Assuming boy and girl babies are equally likely, find the probability that it would take a) at least three births to obtain two girls b) at least four births to obtain two girls c) at least five births to obtain two girls
To find the probability of these scenarios, we need to use the concept of geometric probability. Geometric probability calculates the likelihood of an event occurring after a certain number of trials, assuming each trial has a constant probability of success.
In this case, the probability of having a girl (success) is 0.5, assuming that boy and girl babies are equally likely. The probability of having a boy (failure) is also 0.5.
a) To find the probability that it would take at least three births to obtain two girls, we can consider two scenarios: the first two children are boys (BB), or the first two children are a boy and a girl (BG).
1) BB scenario: The probability of having a boy is 0.5, so the probability of having two boys in a row is (0.5)^2. However, in this case, we need at least three births, so after the first two boys, we need one more birth to get the desired outcome. Hence, the probability for this scenario is (0.5)^2 * 0.5 = 0.25.
2) BG scenario: The probability of having a boy and a girl in that order is 0.5 * 0.5 = 0.25. Again, after having a boy and a girl, we need one more birth to get the desired outcome.
To obtain the probability that it would take at least three births to obtain two girls, we need to find the probability of either the BB scenario or the BG scenario occurring.

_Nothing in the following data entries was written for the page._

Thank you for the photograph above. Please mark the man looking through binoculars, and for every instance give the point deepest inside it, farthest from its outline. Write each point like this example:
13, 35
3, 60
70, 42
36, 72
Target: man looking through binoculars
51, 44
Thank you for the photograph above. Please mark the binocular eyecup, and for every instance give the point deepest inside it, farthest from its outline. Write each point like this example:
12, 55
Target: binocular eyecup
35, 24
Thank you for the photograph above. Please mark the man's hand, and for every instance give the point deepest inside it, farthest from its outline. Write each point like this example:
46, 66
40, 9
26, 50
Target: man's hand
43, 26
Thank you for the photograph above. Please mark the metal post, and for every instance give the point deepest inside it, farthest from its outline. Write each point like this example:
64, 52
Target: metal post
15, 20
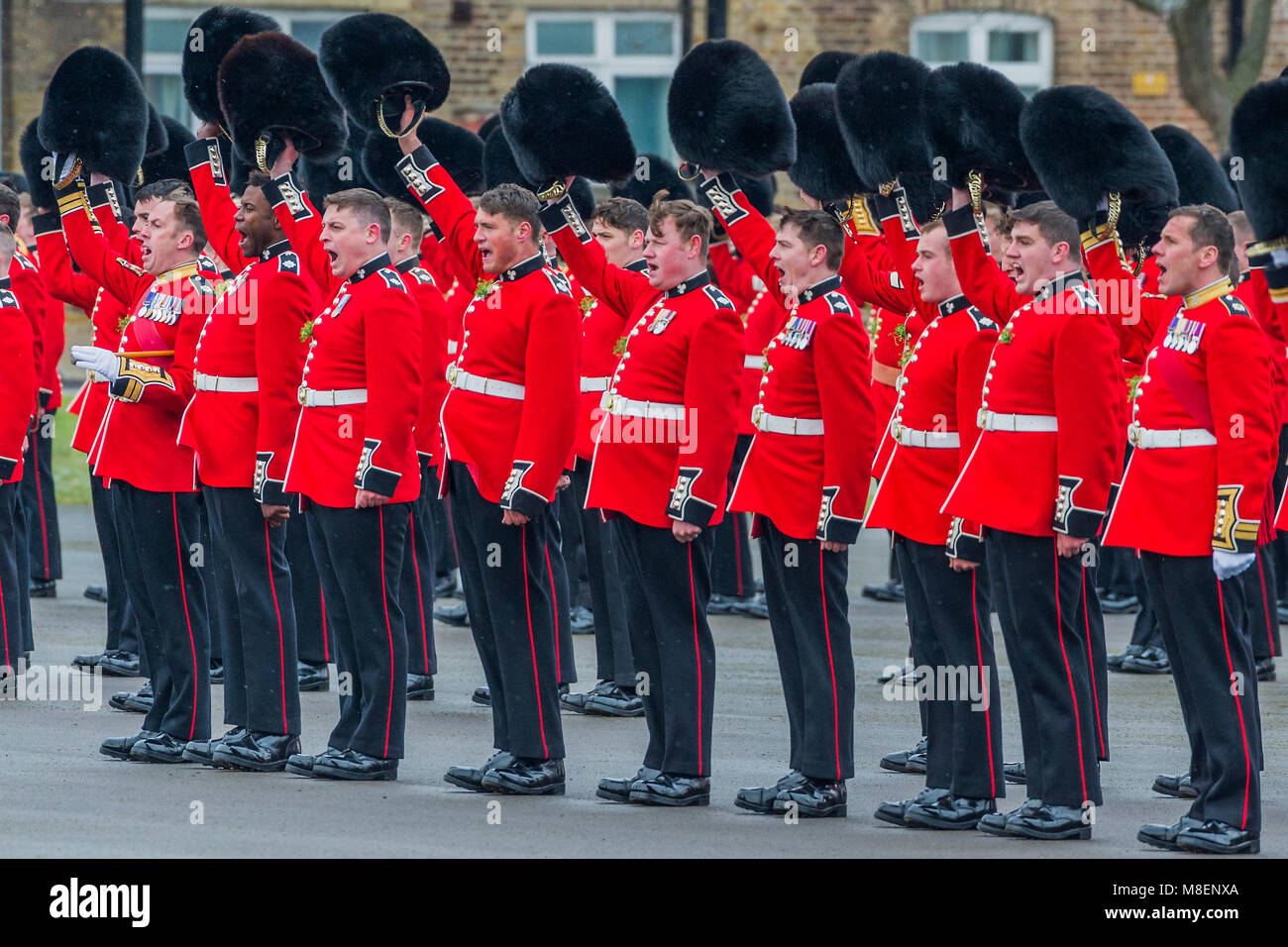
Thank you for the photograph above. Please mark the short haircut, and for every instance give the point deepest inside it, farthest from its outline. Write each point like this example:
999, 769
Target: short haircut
9, 204
404, 217
515, 204
159, 188
816, 228
368, 206
1210, 227
187, 214
622, 214
1052, 223
690, 218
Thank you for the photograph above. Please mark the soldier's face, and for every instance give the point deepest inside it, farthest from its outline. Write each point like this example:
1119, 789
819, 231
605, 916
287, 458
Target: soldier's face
936, 279
670, 258
257, 223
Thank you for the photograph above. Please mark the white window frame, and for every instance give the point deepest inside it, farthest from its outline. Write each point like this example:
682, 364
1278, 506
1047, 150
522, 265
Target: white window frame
977, 27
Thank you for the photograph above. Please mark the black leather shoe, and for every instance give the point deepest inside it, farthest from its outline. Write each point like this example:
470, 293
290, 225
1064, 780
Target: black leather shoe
907, 761
619, 789
120, 664
1050, 823
666, 789
202, 750
814, 799
614, 702
754, 605
523, 777
259, 753
472, 777
356, 766
1164, 836
43, 589
761, 797
454, 615
949, 812
996, 822
1115, 603
889, 590
420, 686
1176, 787
119, 748
303, 763
583, 621
1151, 660
1219, 838
160, 749
313, 677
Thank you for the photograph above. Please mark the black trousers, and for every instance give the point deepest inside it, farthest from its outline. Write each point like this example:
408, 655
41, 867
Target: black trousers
1215, 676
360, 556
613, 659
160, 536
507, 591
262, 689
12, 581
123, 622
809, 621
1048, 656
666, 586
730, 564
46, 548
952, 642
416, 589
307, 594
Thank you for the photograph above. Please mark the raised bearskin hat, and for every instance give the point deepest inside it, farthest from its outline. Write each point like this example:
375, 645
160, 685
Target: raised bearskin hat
971, 115
269, 86
1199, 178
823, 167
459, 150
1258, 140
652, 172
373, 58
825, 65
170, 161
95, 108
726, 111
34, 157
210, 38
879, 110
1083, 144
561, 120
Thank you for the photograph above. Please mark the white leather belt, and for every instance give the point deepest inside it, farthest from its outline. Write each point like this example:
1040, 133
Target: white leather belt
655, 410
217, 382
777, 424
1186, 437
991, 420
459, 377
911, 437
344, 395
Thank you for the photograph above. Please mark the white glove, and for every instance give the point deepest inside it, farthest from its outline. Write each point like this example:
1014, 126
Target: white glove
102, 363
1229, 565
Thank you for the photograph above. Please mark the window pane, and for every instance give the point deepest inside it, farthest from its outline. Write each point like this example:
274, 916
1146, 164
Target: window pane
163, 35
644, 38
566, 38
1012, 47
643, 103
938, 46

These scenarios are mutually exclusive, so we can add the probabilities: 0.25 + 0.25 = 0.5.
Therefore, the probability that it would take at least three births to obtain two girls is 0.5.
b) To find the probability that it would take at least four births to obtain two girls, we can consider two additional scenarios: BGG and GGB.

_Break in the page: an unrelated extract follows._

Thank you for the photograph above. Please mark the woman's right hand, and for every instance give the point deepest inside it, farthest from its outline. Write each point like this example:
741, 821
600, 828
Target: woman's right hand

1) BGG scenario: The probability of having a boy followed by two girls is (0.5)^3 = 0.125. After having one boy and two girls, we need one more birth to get the desired outcome.
2) GGB scenario: The probability of having a girl followed by two boys is also (0.5)^3 = 0.125. After having two boys and one girl, we need one more birth to get the desired outcome.
Again, these scenarios are mutually exclusive, so we can add their probabilities: 0.125 + 0.125 = 0.25.
Therefore, the probability that it would take at least four births to obtain two girls is 0.25.
c) To find the probability that it would take at least five births to obtain two girls, we consider two more scenarios: GBGG and GGGB.
1) GBGG scenario: The probability of having a girl followed by a boy, then two girls, is (0.5)^4 = 0.0625. After having one girl, one boy, and two girls, we still need one more birth to get the desired outcome.
2) GGGB scenario: The probability of having three girls followed by a boy is also (0.5)^4 = 0.0625. Similarly, after having three girls and one boy, we need one more birth.
Adding the probabilities of these scenarios: 0.0625 + 0.0625 = 0.125.
Therefore, the probability that it would take at least five births to obtain two girls is 0.125.